3. Ignoring collective bargaining agreements

Opposition Harper 2006: 

"If I am elected prime minister, I would extend an open hand to all public servants... I would not take public servants for granted, nor would I ask them to take the blame for our mistakes."

Government Harper:

The Conservatives currently find themselves in hot water for sidestepping collective bargaining in negotiations with the public service -- all over a preemptive move in the federal budget to slash sick pay and save $900 million.

Looks like someone's taking the "blame" for the Conservatives' inability to balance the budget on their own.

4. Muzzling government scientists

Opposition Harper 2006:

"If elected, a Conservative government would .. restore the pride and respect the purpose of Canada's public service.

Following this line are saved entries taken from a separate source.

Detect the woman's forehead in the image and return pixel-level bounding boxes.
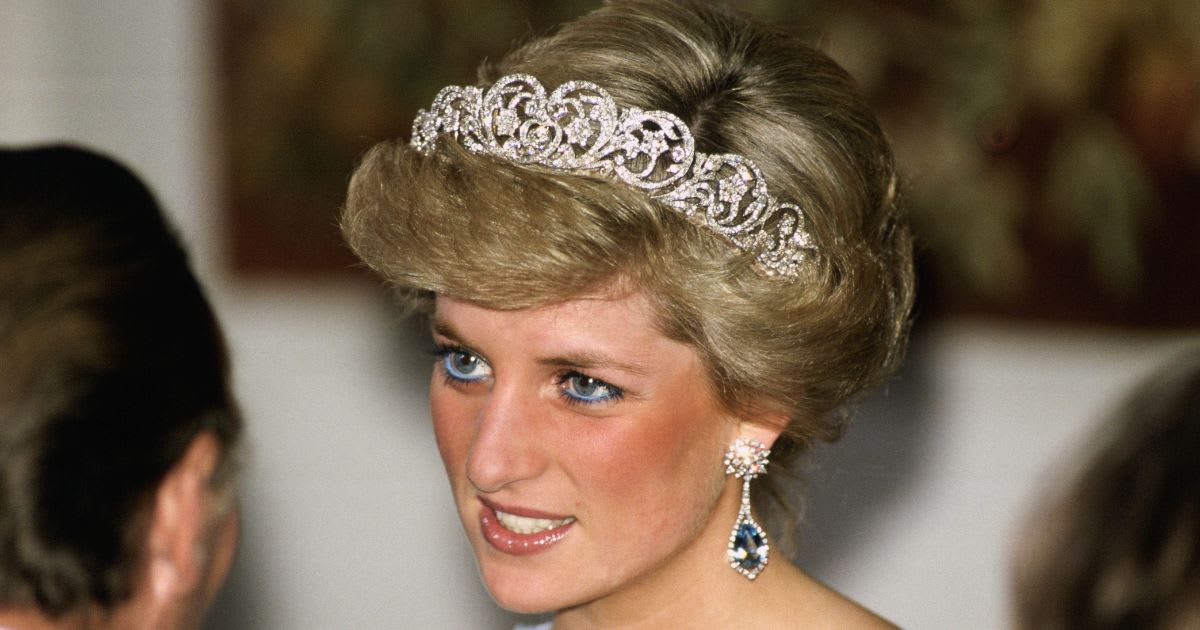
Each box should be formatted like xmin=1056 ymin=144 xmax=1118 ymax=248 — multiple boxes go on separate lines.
xmin=432 ymin=292 xmax=687 ymax=363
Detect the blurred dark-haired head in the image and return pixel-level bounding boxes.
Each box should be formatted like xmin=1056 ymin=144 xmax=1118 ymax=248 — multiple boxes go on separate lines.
xmin=0 ymin=145 xmax=241 ymax=629
xmin=1013 ymin=347 xmax=1200 ymax=630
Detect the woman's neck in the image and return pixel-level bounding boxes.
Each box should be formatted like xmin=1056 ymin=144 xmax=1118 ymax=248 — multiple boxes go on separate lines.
xmin=552 ymin=553 xmax=892 ymax=630
xmin=553 ymin=547 xmax=818 ymax=629
xmin=549 ymin=479 xmax=810 ymax=629
xmin=545 ymin=471 xmax=899 ymax=630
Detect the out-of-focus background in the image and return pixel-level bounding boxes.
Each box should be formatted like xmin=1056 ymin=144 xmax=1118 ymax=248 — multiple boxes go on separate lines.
xmin=2 ymin=1 xmax=1198 ymax=628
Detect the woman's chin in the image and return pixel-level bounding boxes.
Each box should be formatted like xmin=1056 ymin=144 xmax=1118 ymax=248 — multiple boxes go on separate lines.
xmin=485 ymin=585 xmax=562 ymax=615
xmin=478 ymin=564 xmax=581 ymax=615
xmin=490 ymin=595 xmax=556 ymax=615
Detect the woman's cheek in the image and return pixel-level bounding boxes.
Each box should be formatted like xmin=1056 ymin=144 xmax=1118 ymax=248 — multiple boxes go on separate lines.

Our platform... outlines a series of steps we would take to safeguard the independence and integrity of the public service."

Government Harper:

Independence and integrity, eh? Government scientists say both have been hampered under Harper's leadership -- with a majority fearing the career consequences of sharing their work with the public, and 1/4 saying they've been asked by their department to exclude or alter information for non-scientific reasons.

When allowed to speak to the media, scientists' say their message is carefully controlled by what some have called a partisan "spin machine." 

One of Canada’s top scientists recently even compared the Harper government’s pattern of snooping and muzzling to what happened in the Soviet Union under the KGB.

Things are so bad, the Professional Institute of the Public Service of Canada recently said it will fight to have "scientific integrity" enshrined through collective bargaining.

At the end of his editorial, Harper concluded:

"Canadians across the country believe that it is time for a change. They are tired of scandals, tired of RCMP investigations, and tired of waste and mismanagement.

He could have been talking about 2015.